I just realised that Studio One Prime doesn’t support third-party plug-ins. That means that I can’t use EastWest’s VSTs on it.

I only realised this after I downloaded all the libraries and tried to add them to Studio One Prime. It said on Hollywood Strings’ specification page that the VST was compatible with versions 2 or higher of Studio One. My Studio One Prime’s version is at 3, so I assumed that it could use Hollywood Strings even my DAW was freeware.

It turns out that it isn’t so. Perhaps I should have double-checked with PreSonus, the manufacturer of Studio One—but really, isn’t it enough to check one trustworthy source? I have half a mind to contact EastWest’s support and tell them to update their specifications tables.
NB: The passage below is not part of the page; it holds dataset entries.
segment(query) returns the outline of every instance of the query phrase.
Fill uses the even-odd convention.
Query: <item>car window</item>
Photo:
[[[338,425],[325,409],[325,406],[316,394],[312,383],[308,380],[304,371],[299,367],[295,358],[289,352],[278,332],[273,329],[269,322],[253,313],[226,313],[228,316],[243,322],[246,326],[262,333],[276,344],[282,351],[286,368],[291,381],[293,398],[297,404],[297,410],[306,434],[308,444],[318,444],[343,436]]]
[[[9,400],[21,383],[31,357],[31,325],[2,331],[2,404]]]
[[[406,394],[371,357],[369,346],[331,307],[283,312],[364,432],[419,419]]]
It’s not a complete setback, but it does mean than I’ll have to buy a DAW. (If Studio One Prime turned out to be compatible with EastWest’s VSTs, I wasn’t going to buy one, ever.) Since DAWs aren’t cheap, I’ll need to shop carefully, which means that I’ll have to do some research before I choose one. And that means I won’t make the actual purchase for a while.

Meanwhile, I’ll be installing the trial version of Studio One Professional to run EastWest’s VSTs. My one-month subscription of Composer Cloud is ticking away, and I don’t want to while it away just agonising over a DAW! Besides which, I’m dying to hear what my music sounds like with Hollywood Orchestra. I actually woke early this morning to check if the orchestra had finished downloading because I was so excited. Haven’t done that since I was a young girl waking up on Christmas.

Opus 1

I subscribed to EastWest’s Composer Cloud! I really hope that my computer is capable of running their VSTs.  I don’t want to have to replace my computer. I’m downloading the orchestral libraries right now. Exciting things are about to happen!

I also took the time today to create accounts on Twitter, SoundCloud, and YouTube. I’ve been meaning to do those things for weeks, but I kept procrastinating because I don’t actually have a finished piece of music to upload yet. I finally galvanised myself into doing them today, before all the Mirinaes got taken.

There’s not much I can do now besides to wait. I live in Korea, so apparently, I benefit from the highest internet speed in the world. Even so, I’m going to have to leave my computer on all night to download the full orchestra.

I could compose something else on Studio One during the downloads, but I don’t want to tax my computer more than necessary. It already crashed once while it was downloading the strings. Very ominous. I think I’ll call it a night.